If the same group of patients is used in more than one study, even for different purposes, the authors should inform the editor/reviewers of that.
For additional details on specific topics related to ethics in research, the Journal recommends consulting the Council of Science Editors White Paper on Publication Ethics.
Cases of suspected breaches of ethical conduct: In cases of a suspected breach of ethical conduct, RB will conduct an investigation following the COPE guidelines, under the direction of the RB Editor-in-Chief, who may investigate the case personally or form an ad hoc committee comprising members of the Editorial Board. Authors will be notified by email so that they can reply to the allegations. If the suspicion of misconduct persists, depending on the results of the investigation, the Journal may take measures including, but not limited to, the following:
a) If the manuscript is still under evaluation, it may be rejected and returned to its authors.
b) If the manuscript has already been published, depending on the nature and seriousness of the misconduct, one or more of the following measures may be taken:
1) An erratum/correction may be placed with the article.
2) An expression of concern may be inserted into the article.
3) In the most severe cases, the article may be retracted.
Any questions regarding best ethical practices in medical research should be directed to the editor or staff of the RB prior to submission.

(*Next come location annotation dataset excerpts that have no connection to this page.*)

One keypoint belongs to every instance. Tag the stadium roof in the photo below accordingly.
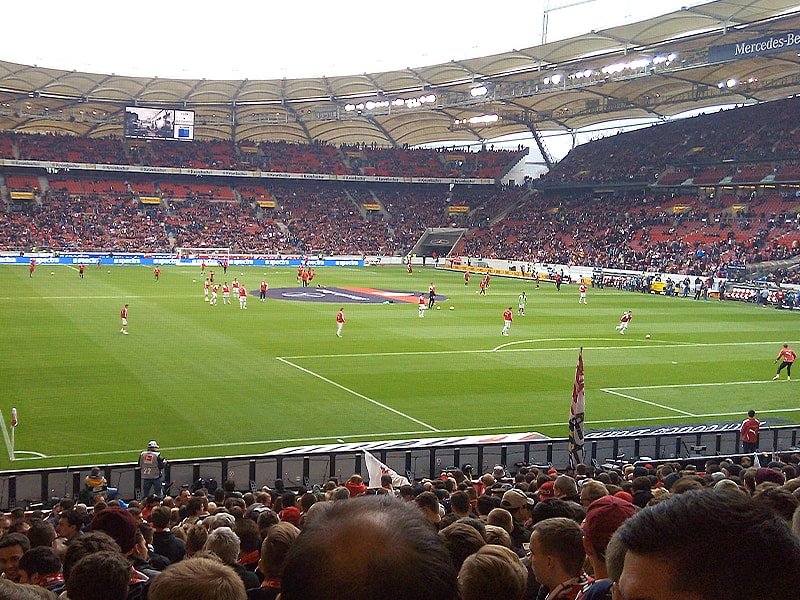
(558, 86)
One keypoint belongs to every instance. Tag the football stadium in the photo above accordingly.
(227, 301)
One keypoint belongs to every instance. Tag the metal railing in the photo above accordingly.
(43, 487)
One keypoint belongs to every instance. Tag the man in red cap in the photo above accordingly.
(603, 518)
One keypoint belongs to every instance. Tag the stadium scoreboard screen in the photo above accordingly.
(159, 123)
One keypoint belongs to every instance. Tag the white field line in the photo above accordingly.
(504, 348)
(94, 297)
(336, 438)
(608, 391)
(674, 385)
(362, 396)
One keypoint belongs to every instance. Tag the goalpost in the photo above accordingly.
(198, 255)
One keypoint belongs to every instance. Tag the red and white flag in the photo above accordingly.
(375, 469)
(576, 415)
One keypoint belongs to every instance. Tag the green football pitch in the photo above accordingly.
(216, 381)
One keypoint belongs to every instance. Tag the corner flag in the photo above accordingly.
(376, 468)
(576, 416)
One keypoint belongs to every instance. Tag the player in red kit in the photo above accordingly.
(508, 316)
(339, 322)
(123, 314)
(787, 357)
(749, 432)
(624, 320)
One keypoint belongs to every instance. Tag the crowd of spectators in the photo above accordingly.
(534, 533)
(756, 140)
(278, 217)
(680, 230)
(689, 235)
(277, 157)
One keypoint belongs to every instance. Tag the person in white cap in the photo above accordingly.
(151, 465)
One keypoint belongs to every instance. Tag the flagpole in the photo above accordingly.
(13, 430)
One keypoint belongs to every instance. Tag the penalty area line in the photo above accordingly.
(354, 393)
(6, 437)
(634, 398)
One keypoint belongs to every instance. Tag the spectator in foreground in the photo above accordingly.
(664, 543)
(197, 579)
(368, 548)
(557, 557)
(101, 575)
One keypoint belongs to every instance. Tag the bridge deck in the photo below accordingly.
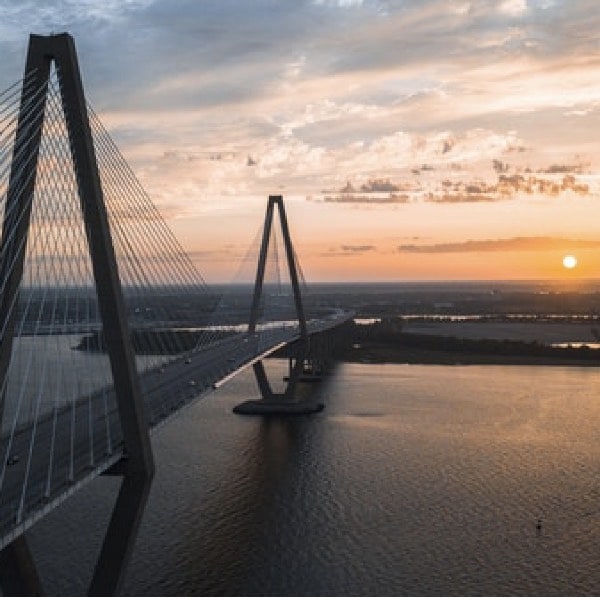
(80, 429)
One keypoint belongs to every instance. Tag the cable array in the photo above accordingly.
(58, 405)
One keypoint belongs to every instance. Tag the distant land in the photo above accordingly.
(516, 322)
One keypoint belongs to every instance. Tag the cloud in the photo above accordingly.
(363, 199)
(358, 249)
(523, 244)
(349, 250)
(562, 169)
(508, 186)
(513, 8)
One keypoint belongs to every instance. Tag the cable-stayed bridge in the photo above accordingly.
(107, 328)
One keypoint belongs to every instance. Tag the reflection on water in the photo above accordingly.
(415, 480)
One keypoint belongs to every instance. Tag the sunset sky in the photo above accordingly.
(411, 140)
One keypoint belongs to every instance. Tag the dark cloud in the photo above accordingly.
(562, 169)
(362, 199)
(501, 245)
(506, 187)
(379, 185)
(358, 249)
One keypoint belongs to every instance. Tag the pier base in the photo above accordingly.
(268, 407)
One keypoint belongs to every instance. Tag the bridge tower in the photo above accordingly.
(273, 403)
(17, 569)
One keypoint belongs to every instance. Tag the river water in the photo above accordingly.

Instructions for online material submission
Currently, articles must be submitted online, accessing the ScholarOne submission system.
Access to ScholarOne.
The online submission system will ask for:
1. Entry of illustrations and legends, up to the maximum number allowed for each type of article.
2. List of author and co-authors, together with the ORCID number and institutional affiliation of each author.
3. Entry of titles and keywords, in Portuguese and English. A condensed, running title (maximum of 60 characters, including spaces) should be included.
4. The classification of the article (which may be changed by the editors/reviewers).
5. Entry of the abstract (in Portuguese and English), besides other additional information.
6. Entry of article contents (text and references) which may be copied and pasted from a Word or similar file, except for the illustrations and parts previously entered (items 1 thru 5).
7. Print the Copyright Assignment Agreement which shall be signed and sent by fax or mail to the Journal.
8. Once all the steps are accomplished, the manuscript should be approved, and forwarded to the editors.
Mailing address: Colégio Brasileiro de Radiologia e Diagnóstico por Imagem - Secretaria Editorial da Radiologia Brasileira. Avenida Paulista, 37, 7o andar, conjunto 71. São Paulo, SP, Brazil, 01311-902.